While I can see how all the experienced technical people on here get pleasure from building, modifying and fine tuning gaming machines I don't think what they end up with is an example of what a newcomer needs to play games on.

I imagine the technical part is something technical people drift into over time
 
The thing that set me off was being informed an acceptable gaming PC now needed a water cooling system for the graphics card, along with a case full of illuminated cooling fans and a PSU using the same energy as a storage radiator.

You were incorrectly informed by whoever gave you that advice. These are only rough figures to give you ballpark figures to how much power the most power hungry hardware uses.

Overclocked i9 12900K uses upto 400 Watts when fully stressed and doing productivety tasks. It uses far less power when gaming.
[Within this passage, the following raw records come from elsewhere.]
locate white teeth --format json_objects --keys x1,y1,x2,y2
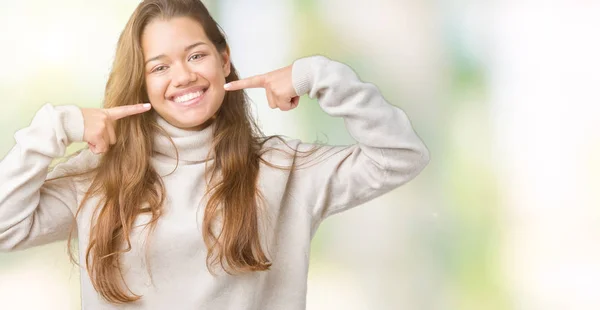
[{"x1": 173, "y1": 90, "x2": 204, "y2": 103}]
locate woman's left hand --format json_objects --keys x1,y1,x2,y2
[{"x1": 223, "y1": 65, "x2": 300, "y2": 111}]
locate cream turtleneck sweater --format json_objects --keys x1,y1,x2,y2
[{"x1": 0, "y1": 56, "x2": 429, "y2": 310}]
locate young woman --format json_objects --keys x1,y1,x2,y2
[{"x1": 0, "y1": 0, "x2": 429, "y2": 309}]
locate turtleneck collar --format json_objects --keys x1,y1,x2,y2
[{"x1": 153, "y1": 113, "x2": 214, "y2": 164}]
This type of power usage can be dissipated by the very best air coolers but it is getting close to the edge of what is reasonable without having very loud fans. 360 AIOs cool these chips with relative ease.
You get excellent gaming performace from lower specced cpus such as i 5 12600 and Ryzen 5800x and these use a lot less power.

RTX 3090 upto 500w spikes when pushed to the max. Needs a huge heatsink and fan array and parts of the card do get very hot but it is certainly possible to cool it with air and thousands of people do just that. No need for a watercooled setup but once again it is getting close to the reasonable limit.
You can get excellent gaming performance from lower specced gpus such as 3080/3070ti/3060 or even AMD 6000 series cards. I have AMD 6800 and I have never seen it use over 200w and it gives very good performance.


It is rumored that the next generation of gpus will be chiplet designs, be much larger and be a lot more power hungry and expensive at the top end. If the rumours are true we may see the next gen gpus using over 600w and this may require a rethink in regard to the cooling and may need new psus with a new spec connector. Until they are actually released it is all just talk so wait and see.
Of course you do not need to buy the very top end to get a very good gaming experience and the mid range cards generally use a lot less power.

You do not need watercooling and you do not need any flashy lights if you do not want them. The joy of PC gaming is partly the choice and variety to make the PC how you like it.